Skating, which is a gerund

For Gerhard Schröder, the former German chancellor, Vladimir Putin was and is a good guy.

Thomas Osborne
Thomas Osborne
29 October 2022 Saturday 16:42
26 Reads
Skating, which is a gerund

For Gerhard Schröder, the former German chancellor, Vladimir Putin was and is a good guy. How can someone who fills your pockets by sitting on the board of directors of Gazprom not be? The atavism that governs us makes it a universal rule that when someone's behavior is incomprehensible to us, we follow the trail of bills to unravel the skein.

China, like Russia, has informal ambassadors. Lobbyists around the world who tell us that the Asian giant is the model to follow. Academics, former politicians, former rulers and other professionals who profit from their relationship with the Asian giant. Some sit on the boards of large Western corporations, others have career paths that apparently do not mark their relationship with China. But they all have in common the exercise of that proselytizing function. And it is that in that country they have also studied the political scientist Joseph Nye and took note some time ago of the concept of soft power –export of values, culture, social model– as a complement to hard power –force– and the most effective method of influencing the world.

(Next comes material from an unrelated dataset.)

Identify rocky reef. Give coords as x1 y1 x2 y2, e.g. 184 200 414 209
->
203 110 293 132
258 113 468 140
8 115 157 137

That soft power – which the Americans have exercised for more than a century – requires money and prescribers. If you have the first, it is easy to count on the second. The petromonarchies of the Gulf are also in this effort. In his case, putting on the payroll or directly corrupting the upper echelons of Western sport to whiten their reprehensible slave regimes with world championships, golf circuits or any other event that can be priced. I mean, everything. Paying and making people happy is more efficient than dismembering journalists in foreign embassies. Although the first does not prevent the second from happening from time to time.

On the occasion of the 20th congress of the Communist Party of China (PCCh), the eyes of the world have spent a few days observing the political assembly of that dictatorship and speculating about its intentions. Everything is written about this: more concentration of power than ever in the hands of Xi Jinping and the will to continue applying a foreign policy that maximizes its economic, technological and military capabilities. Normal for any country that can afford it. Only that China is for us a systemic rival recognized as such by the EU since 2019 and described as a challenge by NATO in 2022 for trying to build an alternative to the world order more in line with its interests and values.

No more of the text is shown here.